I am going to design a neural network which will be able to break a 5-letter word into its corresponding syllables (hybrid syllables, I mean it will not strictly adhere to grammatical syllable rules but will be based on some training sets I provide).

Example: "train" -> "tra"-"in".

I think of implementing it in terms of some feedforward neural network with 1 input layer, 1 hidden layer and 1 output layer.

There will be 5 input nodes in the form of decimals (1/26 = 0.038 for 'A' ; 2/26 = 0.076 for 'B', etc.)

The output layer consists of 4 nodes, which corresponds to each gap between two characters in the word.

And fires as follows:

  • For "train" ("tra"-"in"), the input is (0.769, 0.692, 0.038, 0.346, 0.538) and the output would be (0, 0, 1, 0).

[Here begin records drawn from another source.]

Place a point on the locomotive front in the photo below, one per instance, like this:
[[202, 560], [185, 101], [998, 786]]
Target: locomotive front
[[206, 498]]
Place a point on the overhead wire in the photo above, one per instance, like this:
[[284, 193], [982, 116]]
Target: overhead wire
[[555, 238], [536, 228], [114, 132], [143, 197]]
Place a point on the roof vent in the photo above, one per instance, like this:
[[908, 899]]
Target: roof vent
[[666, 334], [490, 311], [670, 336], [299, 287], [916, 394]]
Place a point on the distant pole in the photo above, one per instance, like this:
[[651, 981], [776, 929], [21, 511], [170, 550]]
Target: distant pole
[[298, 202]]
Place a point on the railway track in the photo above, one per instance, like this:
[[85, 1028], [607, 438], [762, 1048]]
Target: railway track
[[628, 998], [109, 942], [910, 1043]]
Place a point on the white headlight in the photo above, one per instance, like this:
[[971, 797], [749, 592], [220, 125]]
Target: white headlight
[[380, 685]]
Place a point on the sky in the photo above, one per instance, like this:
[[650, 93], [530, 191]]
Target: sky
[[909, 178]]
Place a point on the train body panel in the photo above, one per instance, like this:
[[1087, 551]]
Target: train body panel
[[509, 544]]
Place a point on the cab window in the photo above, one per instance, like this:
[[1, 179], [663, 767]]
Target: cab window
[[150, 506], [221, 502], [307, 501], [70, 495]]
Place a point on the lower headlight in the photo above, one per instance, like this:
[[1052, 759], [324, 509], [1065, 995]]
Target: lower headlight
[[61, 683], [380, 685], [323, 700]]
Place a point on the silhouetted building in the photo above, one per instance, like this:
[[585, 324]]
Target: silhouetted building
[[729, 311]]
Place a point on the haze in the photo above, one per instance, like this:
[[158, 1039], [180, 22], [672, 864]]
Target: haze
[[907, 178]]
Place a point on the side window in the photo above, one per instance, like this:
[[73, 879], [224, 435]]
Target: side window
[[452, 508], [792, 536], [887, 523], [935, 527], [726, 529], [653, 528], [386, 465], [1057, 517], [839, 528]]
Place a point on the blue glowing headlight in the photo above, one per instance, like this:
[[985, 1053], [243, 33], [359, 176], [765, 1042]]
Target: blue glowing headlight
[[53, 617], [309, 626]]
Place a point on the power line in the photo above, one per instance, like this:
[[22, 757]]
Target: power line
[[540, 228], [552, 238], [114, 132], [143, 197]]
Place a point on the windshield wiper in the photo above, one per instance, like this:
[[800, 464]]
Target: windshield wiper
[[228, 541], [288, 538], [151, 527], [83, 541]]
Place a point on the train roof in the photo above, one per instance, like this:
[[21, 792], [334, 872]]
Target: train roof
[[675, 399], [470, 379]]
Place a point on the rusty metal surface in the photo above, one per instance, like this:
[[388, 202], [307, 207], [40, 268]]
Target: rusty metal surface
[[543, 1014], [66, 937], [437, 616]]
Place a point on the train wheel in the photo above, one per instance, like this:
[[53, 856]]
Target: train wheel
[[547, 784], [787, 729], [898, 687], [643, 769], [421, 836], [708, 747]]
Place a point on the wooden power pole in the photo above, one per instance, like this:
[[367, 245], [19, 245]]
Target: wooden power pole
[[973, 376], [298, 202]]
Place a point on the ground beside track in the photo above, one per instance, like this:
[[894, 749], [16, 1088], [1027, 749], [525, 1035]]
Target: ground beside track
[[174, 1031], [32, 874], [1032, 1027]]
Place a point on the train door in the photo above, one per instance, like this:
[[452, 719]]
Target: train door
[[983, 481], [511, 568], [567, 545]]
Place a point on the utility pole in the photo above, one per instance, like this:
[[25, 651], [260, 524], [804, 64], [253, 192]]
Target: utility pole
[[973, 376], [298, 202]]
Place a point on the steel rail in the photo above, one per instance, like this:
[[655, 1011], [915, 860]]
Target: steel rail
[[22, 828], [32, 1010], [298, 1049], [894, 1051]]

  • For "boric" ("bo"-"ri"-"c"), the input is something else, and the output is (0, 1, 0, 1).

Is it possible to implement the neural network in the way I am doing? If possible, then how will I decide the number of hidden layers and nodes in each layer?

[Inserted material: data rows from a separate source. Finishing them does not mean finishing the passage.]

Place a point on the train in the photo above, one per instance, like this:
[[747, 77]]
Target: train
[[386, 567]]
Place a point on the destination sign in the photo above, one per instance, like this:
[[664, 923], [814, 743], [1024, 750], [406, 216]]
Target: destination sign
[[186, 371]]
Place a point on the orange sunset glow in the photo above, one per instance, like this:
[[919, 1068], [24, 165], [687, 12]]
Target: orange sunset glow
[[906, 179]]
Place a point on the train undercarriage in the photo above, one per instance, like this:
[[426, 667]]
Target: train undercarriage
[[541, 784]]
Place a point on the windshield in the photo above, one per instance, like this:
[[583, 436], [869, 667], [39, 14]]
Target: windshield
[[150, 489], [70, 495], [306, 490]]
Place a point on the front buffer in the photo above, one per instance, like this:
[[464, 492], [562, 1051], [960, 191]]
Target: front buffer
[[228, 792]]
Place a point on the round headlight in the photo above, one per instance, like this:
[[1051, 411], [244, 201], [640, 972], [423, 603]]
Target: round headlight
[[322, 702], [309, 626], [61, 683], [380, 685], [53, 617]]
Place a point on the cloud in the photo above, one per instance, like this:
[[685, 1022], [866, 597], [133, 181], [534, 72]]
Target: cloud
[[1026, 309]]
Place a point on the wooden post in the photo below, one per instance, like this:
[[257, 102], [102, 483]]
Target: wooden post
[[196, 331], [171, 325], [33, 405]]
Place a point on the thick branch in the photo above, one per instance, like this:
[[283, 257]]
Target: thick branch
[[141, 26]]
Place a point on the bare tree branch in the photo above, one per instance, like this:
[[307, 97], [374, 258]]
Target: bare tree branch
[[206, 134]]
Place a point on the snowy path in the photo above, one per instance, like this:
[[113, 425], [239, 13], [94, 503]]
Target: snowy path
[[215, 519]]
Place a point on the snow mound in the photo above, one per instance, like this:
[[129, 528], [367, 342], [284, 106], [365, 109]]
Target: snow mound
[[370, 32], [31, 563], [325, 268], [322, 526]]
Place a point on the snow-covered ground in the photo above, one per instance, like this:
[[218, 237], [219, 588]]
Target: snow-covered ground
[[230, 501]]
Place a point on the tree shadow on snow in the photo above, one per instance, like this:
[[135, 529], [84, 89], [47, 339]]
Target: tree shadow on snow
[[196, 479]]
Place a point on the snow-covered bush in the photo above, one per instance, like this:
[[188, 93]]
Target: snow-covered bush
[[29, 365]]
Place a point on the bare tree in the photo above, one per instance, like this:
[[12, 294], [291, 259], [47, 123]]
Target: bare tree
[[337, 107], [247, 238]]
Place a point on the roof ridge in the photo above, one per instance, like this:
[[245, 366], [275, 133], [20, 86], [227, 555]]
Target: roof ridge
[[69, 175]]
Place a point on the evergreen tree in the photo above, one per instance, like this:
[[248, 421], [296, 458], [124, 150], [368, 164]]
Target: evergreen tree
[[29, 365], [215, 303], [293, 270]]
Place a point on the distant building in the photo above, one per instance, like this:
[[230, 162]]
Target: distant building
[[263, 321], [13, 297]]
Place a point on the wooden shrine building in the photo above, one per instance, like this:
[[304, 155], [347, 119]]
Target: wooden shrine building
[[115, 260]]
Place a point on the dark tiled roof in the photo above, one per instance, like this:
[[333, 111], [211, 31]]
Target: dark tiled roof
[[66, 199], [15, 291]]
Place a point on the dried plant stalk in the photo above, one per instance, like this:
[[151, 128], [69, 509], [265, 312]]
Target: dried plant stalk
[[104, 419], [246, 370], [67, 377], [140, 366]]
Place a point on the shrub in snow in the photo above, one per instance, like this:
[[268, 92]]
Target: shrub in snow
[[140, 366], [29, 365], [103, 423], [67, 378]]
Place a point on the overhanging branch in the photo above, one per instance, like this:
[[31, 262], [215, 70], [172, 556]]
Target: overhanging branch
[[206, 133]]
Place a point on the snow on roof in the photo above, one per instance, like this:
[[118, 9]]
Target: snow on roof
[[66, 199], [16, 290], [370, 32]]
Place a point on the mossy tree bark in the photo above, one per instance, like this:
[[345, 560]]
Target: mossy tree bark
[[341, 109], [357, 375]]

In the book I am reading, the XOR gate problem and its implementation using hidden layer is given. In XOR, we could decide the number of nodes and hidden layers required by seeing the linear separability of XOR using two lines. But here I think such analysis can't be made..

So, how do I proceed? Or is it a trial and error process?


1 Answer 1


I would highly recommend modeling things differently with regard to how letters are presented to the model. While the problem is more natural, perhaps, for a Convolutional or Recurrent Neural Network, there's no problem to try and run this on a feed forward network. However, the way you give letters as input will be very confusing for a network and will make learning very hard. I'd recommend using one hot encoding or even a binary encoding for the letters. If this is for more than playing around I'd try and add some info (encode whether the letter is in "aeiou" in a separate bit).

As for the hidden layers, try playing around a bit. Two systematic approaches are to start very simple and make the model more complicated, or start complicated and make your model simpler (or just normalize a lot). Look at the performance on the training set and on a separate validation set during training. If the model keeps on improving on the training data but starts to deteriorate on the validation data, you're probably over fitting. In this case you should either make the model simpler (fewer nodes, fewer layers) or regularize (start with l2 normalization on the weights). If the data doesn't perform well on the training data, you may wish to make the model more complex.

Once you've tried the feedforward network, really do try CNN or RNNs for this task.